No entanto, além de ferimentos, as agressões resultaram na danificação do material de trabalho da STV. No caso, foi a câmara de filmagem que sofreu. A equipa teve de recorrer a arranjos para continuar a fazer o seu trabalho. Além de violência física, os jornalistas convidados para a reunião da Renamo também sofreram agressões verbais. “Sai para fora!”, ouve-se numa das passagens dos vídeos que mostram jornalistas a serem escorraçados. “Quem vos autorizou a entrarem aqui para cobrir”, ouve-se, entre outros impropérios.
“Foi um cenário terrível”, resume a situação Jorge Marcos, uma das vítimas, que não tem dúvidas de que “foi tratamento desprezível para a classe”. Repórteres no terreno assinalaram que a intolerância dos seguranças da Renamo foi particularmente notória antes da eleição de Ossufo Momade, quando, nos bastidores do evento, a imprensa era tida como estando ao serviço de uma agenda contra a direcção de Ossufo Momade.
Enquanto isso, no Comité Central extraordinário do partido Frelimo, além de terem permanecido por longas horas fora do recinto da escola, sem qualquer comunicação oficial sobre o decurso das actividades, os jornalistas viram pelo menos um dos seus colegas a ser violentado pela segurança escalada para o local. Trata-se do repórter Ernesto Martinho, da Tv Sucesso, que viu seu material de trabalho, no caso microfone, a ser arrancado em pleno serviço, pela segurança ao serviço do partido Frelimo.
Posicionamento
O MISA Moçambique condena, nos termos mais veementes, este tratamento humilhante e gratuito oferecido a jornalistas pela Frelimo e Renamo. O MISA não entende como é que, em pleno século XXI, ainda há partidos políticos que se dão ao luxo de seviciar jornalistas e dificultar o trabalho o seu trabalho.

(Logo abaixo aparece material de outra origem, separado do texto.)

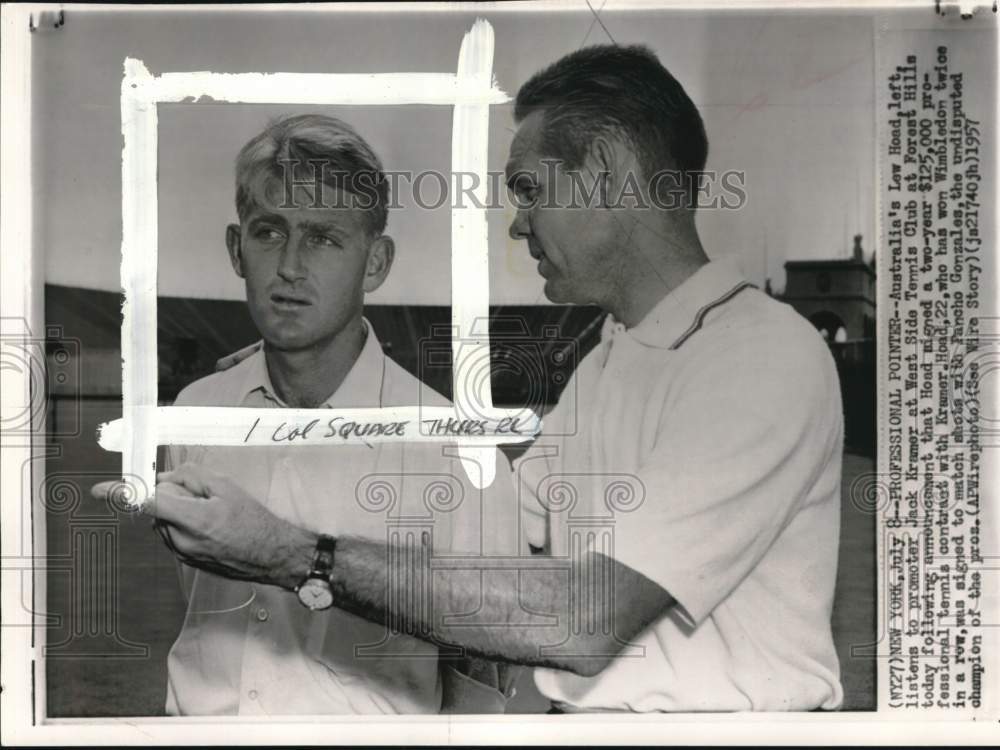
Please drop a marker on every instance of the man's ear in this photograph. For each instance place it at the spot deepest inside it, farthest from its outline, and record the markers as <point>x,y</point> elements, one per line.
<point>235,247</point>
<point>381,253</point>
<point>607,161</point>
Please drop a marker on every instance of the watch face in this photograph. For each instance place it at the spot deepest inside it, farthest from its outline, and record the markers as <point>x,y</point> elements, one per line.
<point>316,594</point>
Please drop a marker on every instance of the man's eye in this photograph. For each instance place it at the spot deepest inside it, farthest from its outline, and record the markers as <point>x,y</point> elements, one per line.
<point>324,240</point>
<point>267,234</point>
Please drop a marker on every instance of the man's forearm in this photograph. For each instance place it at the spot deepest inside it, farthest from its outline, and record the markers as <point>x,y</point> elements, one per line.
<point>509,615</point>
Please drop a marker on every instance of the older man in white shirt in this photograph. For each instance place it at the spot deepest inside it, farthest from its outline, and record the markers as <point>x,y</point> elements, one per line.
<point>687,499</point>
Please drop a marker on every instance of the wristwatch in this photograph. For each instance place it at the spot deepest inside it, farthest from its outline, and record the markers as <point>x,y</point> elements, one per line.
<point>315,591</point>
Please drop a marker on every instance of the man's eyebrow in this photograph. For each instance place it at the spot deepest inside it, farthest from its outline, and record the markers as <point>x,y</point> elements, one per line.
<point>267,216</point>
<point>321,226</point>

Entretanto, independentemente das suas tendências autoritárias, a Frelimo e a Renamo não podem convidar jornalistas aos seus eventos, para depois tratá-los como se de marginais se tratassem.
Não é aceitável que os partidos convoquem profissionais de comunicação social para depois colocá-los nas ruas e nas barracas à volta das suas salas de evento climatizadas, enquanto os jornalistas estão expostos ao sol e a cacimba e a todo o tipo de riscos, à espera por uma hora incerta para o fim das longas reuniões partidárias.
Se os partidos tiverem medo que os jornalistas exponham as crises por que passam e que marcam as suas reuniões magnas, que deixem claro que eles são contra a liberdade de imprensa, realizando os seus eventos sem cobertura jornalística. O que não é razoável é convocarem jornalistas para depois os humilharem e até os seviciarem. O esforço de quererem ter publicidade sobre os seus eventos e, ao mesmo tempo, querem ocultar as desavenças internas nos partidos, não pode ser feito à custa da liberdade de imprensa.
Estes acontecimentos são trágicos não apenas por constituírem atentados contra a liberdade de imprensa, mas, também, pela qualidade dos seus protagonistas: a Frelimo e a Renamo. Para o MISA, é inaceitável que os partidos que aprovaram o quadro legal e constitucional que regula o exercício da liberdade de imprensa, enquanto direitos fundamentais, sejam os mesmos a violarem a legislação da forma mais flagrante possível.
De igual modo, é inaceitável que um partido no poder e outro que se apresenta como alternativa, agridam jornalistas e lhes ofereçam um tratamento humilhante. Enquanto a Frelimo está proibida de ser agressora dos media pelas responsabilidades que assume, não se entende como é que a Renamo quer ser alternativa repetindo as mesmas práticas erradas cometidas pelo partido no poder.